However my attention was recently drawn to an article that was published in the Guardian (Known throughout the UK as the Grauniad because it used to contain a wealth of spelling & grammatical faux pas.)
I don't intend to splatter my blogs with other peoples reportage, but this time I will make an exeption.
Was Lockerbie suspect working for US?
Published Date: 27 October 2008
By David Maddox
CAMPAIGNERS yesterday renewed calls for the United States to answer fresh questions over a Lockerbie bombing suspect.
Former
Labour MP Tam Dalyell and Edinburgh law professor Robert Black urged
the Scottish and UK governments to answer reports there is evidence Abu
Nidal was a US agent.
They have long believed Abu Nidal, who died in Iraq in 2002, and his Popular
Front
for the Liberation of Palestine General Command were responsible for
co-ordinating the bomb that blew up Pan Am flight 103 over Lockerbie on
21 December, 1988 with the loss of 270 lives.
Intelligence
reports, said to have been drawn up for Saddam Hussein's security
services, said Kuwaitis had asked Abu Nidal, whose real name was Sabri
al-Banna, to find out if al-Qaeda was present in Iraq.
The
reports referred to Abu Nidal's "collusion with both the American and
Kuwaiti intelligence apparatuses in co-ordination with Egyptian
intelligence".
And campaigners said the latest evidence adds weight to the claims that Libyan secret agent Abdelbasset Ali Mohmed al-Megrahi who was found guilty of the atrocity in 2001; and the Libyan government were scapegoats to cover up a wider plot.
Mr
Dalyell said the reports added weight to the theory that Lockerbie was
a "tit-for-tat" attack for the shooting down of an Iranian passenger
airliner by the warship USS Vincennes in 1988, and was allowed by the
US administration.
He
said the claims that Abu Nidal was working for the Americans would
explain some of the mysteries that surrounded the Lockerbie outrage.
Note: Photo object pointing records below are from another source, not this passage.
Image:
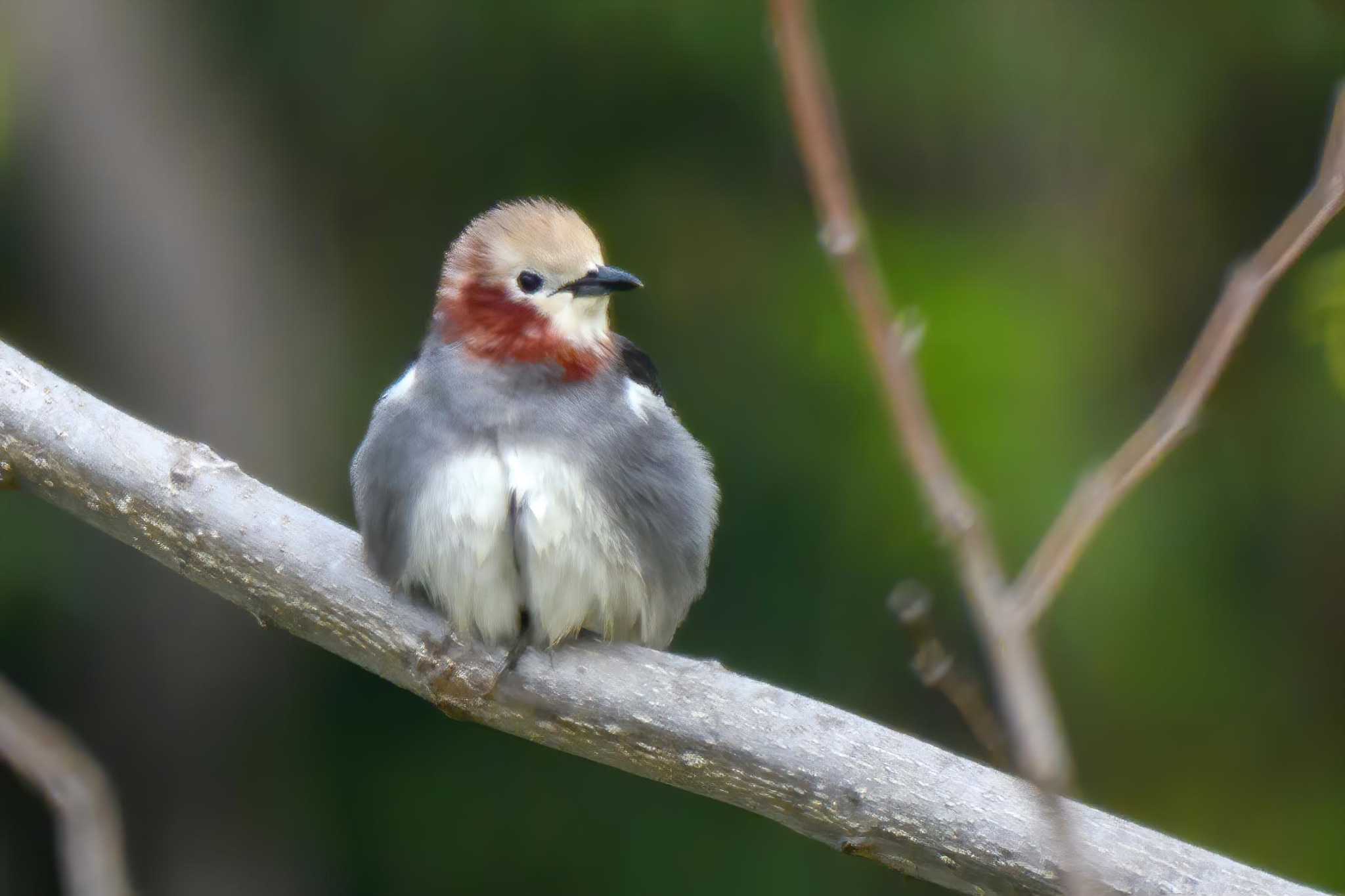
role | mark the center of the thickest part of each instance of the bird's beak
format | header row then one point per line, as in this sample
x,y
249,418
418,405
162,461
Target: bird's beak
x,y
603,281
These included a notice that went up at the American embassy in Moscow
warning diplomats not to travel on Pan Am flights, and senior South
African figures being "hauled off" the plane before its final flight.
The diplomats were replaced by students, who lost their lives.
Added
to that is the mystery over why then Prime Minister Margaret Thatcher
overruled her transport secretary, Cecil Parkinson, and stopped a
public inquiry into the attack. It has been claimed this was because
the US administration did not want an inquiry.
In
a joint statement issued yesterday, Mr Dalyell and Prof Black said: "If
the American public had known of a link with Abu Nidal, and had known
that the US government knew enough to pull VIPs off the plane and let
home-going students take their place, there would have been fury at a
time of transition between the presidencies of Ronald Reagan and George
Bush Snr.
"The
fact that the Iraqi government either executed Abu Nidal or forced him
to commit suicide suggests they had discovered he was an American spy."
Mr
Dalyell and Prof Black who with Lockerbie relative Dr Jim Swire
persuaded the Libyan government to hand over Megrahi for trial said
they were "deeply and personally concerned" about the Libyan, who is
suffering from cancer.
There are some pretty awful allegations in there. One can only hope & pray that It's rubbish............Cant we?